One of the perks of my job as Academic Director for a number of programs is that I have the chance to meet with and interview interesting people who also take questions from the participants in our programs. I was in New York for the Advanced Management Program in Media and Entertainment and another program we do on behalf of the European Broadcasting Union and met two amazing individuals with two very different, but equally compelling, ideas about where the media business is going.
The new New York Times
Michael Golden is currently the Vice Chairman of the New York Times and spent his entire career with “the paper”. At one time he was, for example, the publisher of the International Herald Tribune.

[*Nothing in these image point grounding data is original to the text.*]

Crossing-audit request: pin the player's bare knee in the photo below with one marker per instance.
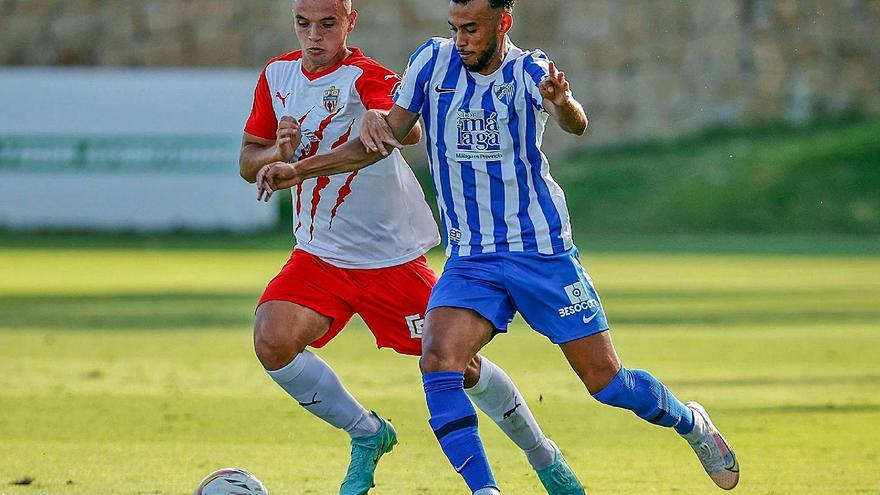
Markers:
(433, 361)
(273, 345)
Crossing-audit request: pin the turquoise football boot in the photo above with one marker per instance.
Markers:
(558, 478)
(365, 454)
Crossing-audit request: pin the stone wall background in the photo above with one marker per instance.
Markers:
(645, 69)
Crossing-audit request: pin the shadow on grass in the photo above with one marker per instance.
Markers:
(806, 409)
(234, 309)
(778, 381)
(132, 311)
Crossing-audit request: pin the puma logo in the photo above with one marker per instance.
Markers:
(513, 409)
(282, 98)
(312, 403)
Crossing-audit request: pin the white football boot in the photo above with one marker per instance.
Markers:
(712, 449)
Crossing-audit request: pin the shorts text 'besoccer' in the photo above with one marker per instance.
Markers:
(553, 293)
(390, 300)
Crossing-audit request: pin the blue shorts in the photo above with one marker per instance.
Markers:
(553, 293)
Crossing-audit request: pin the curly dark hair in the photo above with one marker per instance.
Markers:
(495, 4)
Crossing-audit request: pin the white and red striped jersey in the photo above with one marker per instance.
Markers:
(372, 218)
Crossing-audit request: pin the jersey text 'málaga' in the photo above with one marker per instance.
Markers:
(372, 218)
(484, 135)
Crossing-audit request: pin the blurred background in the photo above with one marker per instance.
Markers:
(726, 201)
(740, 116)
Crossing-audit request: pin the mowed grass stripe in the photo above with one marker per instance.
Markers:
(131, 372)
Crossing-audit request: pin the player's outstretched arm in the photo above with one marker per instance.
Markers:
(256, 152)
(375, 133)
(349, 157)
(560, 104)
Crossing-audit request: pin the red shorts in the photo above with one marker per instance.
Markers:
(391, 300)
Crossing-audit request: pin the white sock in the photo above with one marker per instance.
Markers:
(310, 381)
(497, 396)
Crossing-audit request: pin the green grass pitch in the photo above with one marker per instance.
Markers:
(130, 371)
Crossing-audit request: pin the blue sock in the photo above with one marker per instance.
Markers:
(649, 399)
(454, 422)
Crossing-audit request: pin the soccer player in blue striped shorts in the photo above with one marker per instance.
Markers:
(485, 103)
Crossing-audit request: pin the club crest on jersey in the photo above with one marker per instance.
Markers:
(479, 137)
(504, 92)
(331, 98)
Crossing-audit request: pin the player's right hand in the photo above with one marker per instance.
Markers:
(275, 176)
(376, 133)
(287, 138)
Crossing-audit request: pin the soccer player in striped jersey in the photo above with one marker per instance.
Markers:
(485, 103)
(354, 253)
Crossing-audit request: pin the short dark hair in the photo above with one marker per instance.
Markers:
(495, 4)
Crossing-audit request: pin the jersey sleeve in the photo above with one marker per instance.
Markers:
(414, 87)
(262, 121)
(536, 67)
(376, 86)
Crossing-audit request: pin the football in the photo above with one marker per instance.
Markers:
(231, 481)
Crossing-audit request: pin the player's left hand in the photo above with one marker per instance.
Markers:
(555, 88)
(275, 176)
(376, 133)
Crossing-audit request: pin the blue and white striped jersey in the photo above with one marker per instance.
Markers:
(484, 135)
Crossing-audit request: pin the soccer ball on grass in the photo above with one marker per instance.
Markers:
(231, 481)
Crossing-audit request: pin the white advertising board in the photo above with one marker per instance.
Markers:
(143, 150)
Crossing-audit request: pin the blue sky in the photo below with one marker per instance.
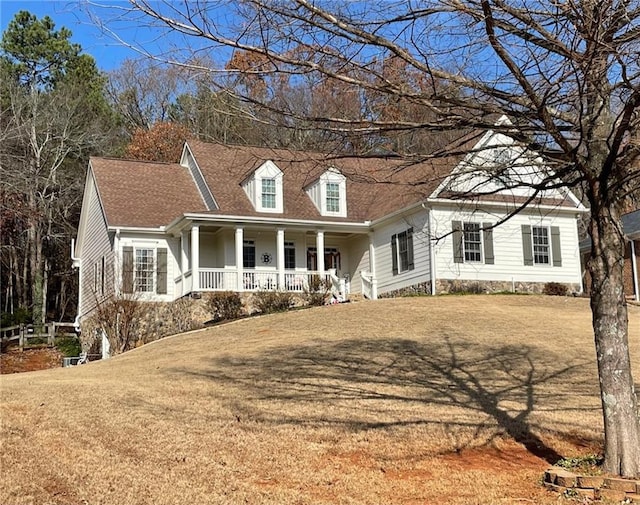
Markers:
(107, 52)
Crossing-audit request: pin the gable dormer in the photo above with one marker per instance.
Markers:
(329, 193)
(264, 188)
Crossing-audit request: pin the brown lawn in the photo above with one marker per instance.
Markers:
(461, 400)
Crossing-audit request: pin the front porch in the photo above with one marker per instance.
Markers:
(248, 259)
(229, 279)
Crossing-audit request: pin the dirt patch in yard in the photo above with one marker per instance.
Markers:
(30, 360)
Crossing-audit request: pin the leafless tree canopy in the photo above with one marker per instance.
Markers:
(395, 75)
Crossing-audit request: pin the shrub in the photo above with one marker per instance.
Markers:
(473, 288)
(317, 293)
(224, 305)
(555, 289)
(69, 346)
(268, 302)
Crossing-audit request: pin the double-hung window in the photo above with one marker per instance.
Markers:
(540, 237)
(333, 197)
(289, 255)
(144, 269)
(541, 245)
(402, 251)
(249, 254)
(472, 242)
(268, 193)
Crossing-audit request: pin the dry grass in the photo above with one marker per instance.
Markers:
(417, 401)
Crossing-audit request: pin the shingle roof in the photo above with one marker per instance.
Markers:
(144, 194)
(148, 194)
(376, 186)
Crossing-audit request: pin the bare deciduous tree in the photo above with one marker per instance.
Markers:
(565, 72)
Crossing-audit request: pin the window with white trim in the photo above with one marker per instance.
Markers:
(540, 237)
(268, 193)
(472, 242)
(249, 254)
(144, 270)
(289, 255)
(333, 197)
(402, 251)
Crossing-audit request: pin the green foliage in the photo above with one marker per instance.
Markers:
(69, 346)
(317, 292)
(224, 305)
(268, 302)
(583, 464)
(474, 288)
(555, 289)
(20, 316)
(37, 54)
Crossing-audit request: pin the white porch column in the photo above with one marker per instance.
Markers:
(184, 257)
(634, 273)
(372, 268)
(239, 256)
(320, 251)
(195, 257)
(280, 256)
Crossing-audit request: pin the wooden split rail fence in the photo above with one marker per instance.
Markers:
(29, 336)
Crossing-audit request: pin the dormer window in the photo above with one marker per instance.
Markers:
(333, 197)
(329, 193)
(269, 193)
(264, 188)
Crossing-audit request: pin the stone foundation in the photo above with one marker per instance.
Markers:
(592, 487)
(423, 288)
(453, 286)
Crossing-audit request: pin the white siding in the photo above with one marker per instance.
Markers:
(507, 245)
(382, 242)
(93, 243)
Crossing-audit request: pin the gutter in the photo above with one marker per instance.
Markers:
(231, 219)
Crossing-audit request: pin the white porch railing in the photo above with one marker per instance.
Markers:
(218, 279)
(221, 279)
(369, 285)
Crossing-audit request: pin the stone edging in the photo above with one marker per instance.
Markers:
(592, 486)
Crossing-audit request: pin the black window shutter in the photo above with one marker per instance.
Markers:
(127, 269)
(527, 246)
(410, 248)
(555, 246)
(458, 253)
(487, 235)
(394, 254)
(161, 273)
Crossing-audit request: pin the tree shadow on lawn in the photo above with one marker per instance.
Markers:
(488, 381)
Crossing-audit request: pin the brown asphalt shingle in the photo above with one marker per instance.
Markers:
(149, 194)
(144, 194)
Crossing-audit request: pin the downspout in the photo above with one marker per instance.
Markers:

The New York Times has gone through an incredible transition over the last few years adapting, what I call, an “All In” digital strategy. Golden says they still refer to the enterprise as “the paper” although the printed versions are only a part of the offering which is available on virtually any device in a a wide variety of formats.
What struck me most was the very clear and compelling vision about what the New York Times is and what it is not. The Times is offering deep and contextualized news for people who really want to not only know what is going on but also want to understand the context. To do this in the current media landscape has required that they essentially re-invent the way the 166 year old organization operates and Golden was very clear that the process is still underway.
What the times is not doing is promoting fake news, silly stories, and bad unscrupulous advertisements. Their digital content is available largely via subscription and over 3 million people are subscribing in one way or another to their digital offerings.
So far, the business model seems to be working and the Times offers a safe and smart haven in the noise and the clutter of the web. As an example of the new reach, my 24 year old daughter has, like her older sister, removed facebook and instagram from her phone and instead gets the daily briefing from the New York Times!
The other person I had the chance to meet is Ariana Huffington who has been a journalist, entrepreneur, author of 15 books, and even a candidate for public office during her amazing career.
Ms. Huffington’s new project is Thrive Global, which is a media entity (webazine?) which is dedicated to making the world a better place by encouraging us all to focus on what is most important.
The content of the project is largely influenced by Ms. Huffington’s book, Thrive, which outlines the four key aspects she believes we all need to focus on. These are, by the way, wellness, wisdom, wonder, and giving. For Ms. Huffington, we simply do not sleep enough and have become way to addicted to our digital devices to have the time to appreciate the wonder of the world and find joy in giving time and energy to others.
Besides the high minded purpose of the project, what is striking is the business model which includes corporate sponsorship, events, and even an ecommerce platform which sells a collection of products associated with health, wellness and the themes of the book.
There is, for example, a small charging station for smart phones which look like a small bed so that people can learn to Not sleep with the devices and actually read a real book in bed!
The Future of Media
What both of these very different people spoke about was that the media business is and will be about telling stories and then figuring out the way to not only distribute those stories to people but also get paid for doing it.